Hey,
This is a follow up to this previous post where I was looking for the right derivatives of the gamma_inc
function. I found them. Now i am trying to tell ForwardDiff to use them… with issues.
The function has two arguments a
and x
. The derivtive w.r.t. x is already in ForwardDiff:
ForwardDiff.derivative(x -> gamma_inc(2,x)[2],2.0) # Works
I just added the derivative w.r.t a
:
using SpecialFunctions, HypergeometricFunctions, ForwardDiff
function Γ(a,x)
return gamma_inc(a,x)[2]
end
function ∂Γ_∂a(a,x)
g = gamma(a)
dg = digamma(a)
G = Γ(a,x)
lx = log(x)
r = pFq([a,a],[a+1,a+1],-x)
return a^(-2) * x^a * r/g + (1 - G)*(dg - lx)
end
function SpecialFunctions.gamma_inc(d::ForwardDiff.Dual{T,<:Real}, x::Real, ind::Integer) where {T}
a = ForwardDiff.value(d)
p, q = SpecialFunctions.gamma_inc(a, x, ind)
∂q = ∂Γ_∂a(a,x)
return (ForwardDiff.Dual{T}(p, -∂q), ForwardDiff.Dual{T}(q, ∂q))
end
ForwardDiff.derivative(a -> gamma_inc(a,3.0)[2],2.0) # Works
But somehow, forwardiff does not want to pass dual numbers through both parameters :
ForwardDiff.derivative(a -> gamma_inc(a,3+a)[2],2.0) # Doesnt work.

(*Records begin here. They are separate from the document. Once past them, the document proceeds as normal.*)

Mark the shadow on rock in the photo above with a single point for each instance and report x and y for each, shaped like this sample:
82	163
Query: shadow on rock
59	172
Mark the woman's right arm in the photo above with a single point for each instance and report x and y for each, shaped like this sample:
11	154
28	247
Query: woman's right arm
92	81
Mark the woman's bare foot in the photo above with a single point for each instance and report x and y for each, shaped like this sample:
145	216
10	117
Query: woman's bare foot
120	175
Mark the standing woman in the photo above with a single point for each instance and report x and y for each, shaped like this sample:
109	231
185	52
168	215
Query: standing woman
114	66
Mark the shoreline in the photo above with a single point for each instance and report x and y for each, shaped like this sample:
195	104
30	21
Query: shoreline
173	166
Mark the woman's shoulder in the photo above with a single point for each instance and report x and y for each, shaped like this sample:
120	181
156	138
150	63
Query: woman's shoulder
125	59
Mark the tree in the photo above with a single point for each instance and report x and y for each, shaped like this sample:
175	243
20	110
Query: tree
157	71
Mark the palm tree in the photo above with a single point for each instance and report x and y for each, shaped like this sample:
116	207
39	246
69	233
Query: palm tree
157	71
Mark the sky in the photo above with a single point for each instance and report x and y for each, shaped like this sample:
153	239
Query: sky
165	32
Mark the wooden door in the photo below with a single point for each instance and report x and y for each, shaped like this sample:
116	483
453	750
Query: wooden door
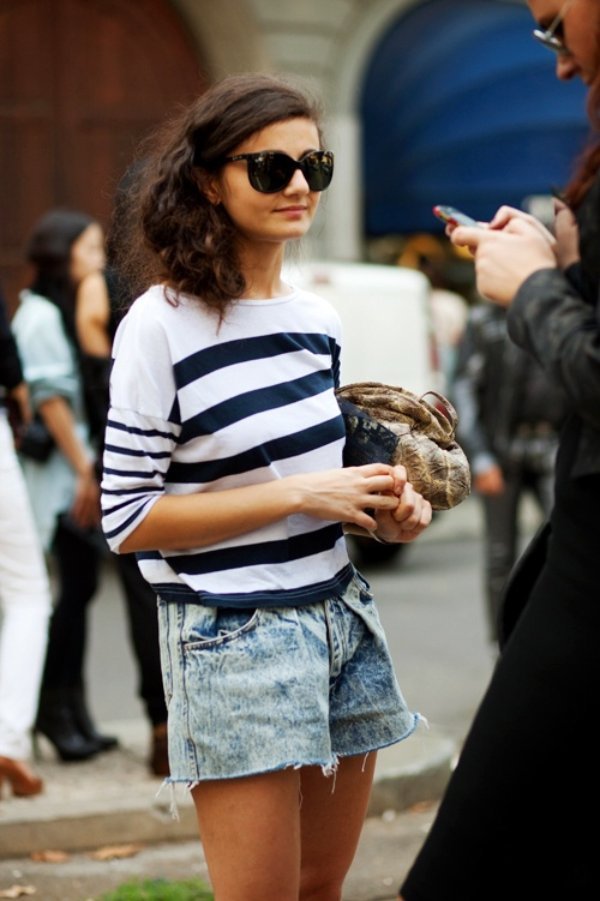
81	81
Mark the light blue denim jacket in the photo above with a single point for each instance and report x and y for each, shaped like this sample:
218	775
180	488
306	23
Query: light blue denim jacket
51	369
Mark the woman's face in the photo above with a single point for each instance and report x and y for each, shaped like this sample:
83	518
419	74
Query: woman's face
276	217
580	32
87	253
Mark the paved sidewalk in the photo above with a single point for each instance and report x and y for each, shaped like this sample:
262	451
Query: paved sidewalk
112	800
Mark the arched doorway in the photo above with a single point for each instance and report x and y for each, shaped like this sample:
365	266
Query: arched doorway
460	106
81	81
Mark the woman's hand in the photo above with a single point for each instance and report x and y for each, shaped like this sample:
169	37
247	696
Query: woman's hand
411	516
354	494
85	509
505	257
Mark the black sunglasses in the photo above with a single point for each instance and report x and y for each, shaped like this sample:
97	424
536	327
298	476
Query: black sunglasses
552	37
270	170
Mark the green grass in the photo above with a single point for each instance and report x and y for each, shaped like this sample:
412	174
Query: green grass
160	890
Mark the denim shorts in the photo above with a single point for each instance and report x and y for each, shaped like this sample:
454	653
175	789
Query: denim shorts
255	690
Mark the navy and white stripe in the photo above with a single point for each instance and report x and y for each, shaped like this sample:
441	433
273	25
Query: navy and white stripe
202	406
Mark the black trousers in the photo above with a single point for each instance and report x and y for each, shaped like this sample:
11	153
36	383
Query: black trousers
78	566
502	538
514	821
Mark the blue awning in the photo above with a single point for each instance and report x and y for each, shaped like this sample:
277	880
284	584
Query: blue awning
462	107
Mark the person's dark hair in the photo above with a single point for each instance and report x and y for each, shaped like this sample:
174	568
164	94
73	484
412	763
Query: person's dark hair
49	251
588	164
176	236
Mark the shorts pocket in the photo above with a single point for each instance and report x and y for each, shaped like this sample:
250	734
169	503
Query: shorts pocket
213	626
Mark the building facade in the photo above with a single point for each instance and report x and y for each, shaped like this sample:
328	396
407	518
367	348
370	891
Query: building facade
81	82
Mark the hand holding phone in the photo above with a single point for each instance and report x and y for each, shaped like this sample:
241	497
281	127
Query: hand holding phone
452	216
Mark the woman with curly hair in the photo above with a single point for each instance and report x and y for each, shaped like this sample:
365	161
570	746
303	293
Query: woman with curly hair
223	472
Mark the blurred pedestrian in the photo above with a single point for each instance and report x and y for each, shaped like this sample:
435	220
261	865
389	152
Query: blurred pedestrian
223	470
63	248
100	302
509	414
25	600
515	819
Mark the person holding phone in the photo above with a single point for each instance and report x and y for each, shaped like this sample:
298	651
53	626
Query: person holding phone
223	472
514	822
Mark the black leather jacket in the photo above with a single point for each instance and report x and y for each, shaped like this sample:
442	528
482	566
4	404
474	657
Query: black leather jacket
499	391
555	317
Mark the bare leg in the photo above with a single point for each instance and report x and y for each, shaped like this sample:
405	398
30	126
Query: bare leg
261	832
250	831
332	816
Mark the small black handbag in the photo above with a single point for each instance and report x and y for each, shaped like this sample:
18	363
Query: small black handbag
34	441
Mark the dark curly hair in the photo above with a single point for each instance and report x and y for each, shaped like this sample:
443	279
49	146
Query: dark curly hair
588	163
164	229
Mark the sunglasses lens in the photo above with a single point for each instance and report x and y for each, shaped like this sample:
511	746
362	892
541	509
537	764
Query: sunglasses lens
270	172
318	169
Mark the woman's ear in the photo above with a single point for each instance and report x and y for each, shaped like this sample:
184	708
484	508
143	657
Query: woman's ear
208	185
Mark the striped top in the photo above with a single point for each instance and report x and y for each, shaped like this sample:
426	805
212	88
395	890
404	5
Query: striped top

Fair enough. Remembering my 101 lectures on the chain rule, I craft f(dual,dual)
from f(dual,x)
and f(a,dual)
as follows:
function SpecialFunctions.gamma_inc(da::ForwardDiff.Dual{T,<:Real}, dx::ForwardDiff.Dual{T,<:Real}, ind::Integer) where {T}
a = ForwardDiff.value(da)
x = ForwardDiff.value(dx)
∂1 = SpecialFunctions.gamma_inc(da, x, ind::Integer)
∂2 = SpecialFunctions.gamma_inc(a, dx, ind::Integer)
return ∂1 .* da .+ ∂2 .* dx
end
And now it works :
ForwardDiff.derivative(a -> gamma_inc(a,3+a)[2],2.0) # Works !
Youpi ! So i go back to what i was doing, trying to use it… but no :
ForwardDiff.gradient(x -> gamma_inc(x[1]+x[2],x[1]-x[2])[2],[3.0,1.0]) # Still does not work...
I think that the derivatives i added should be enough to compute this gradient ! I do not understand what I missed. Could someone help?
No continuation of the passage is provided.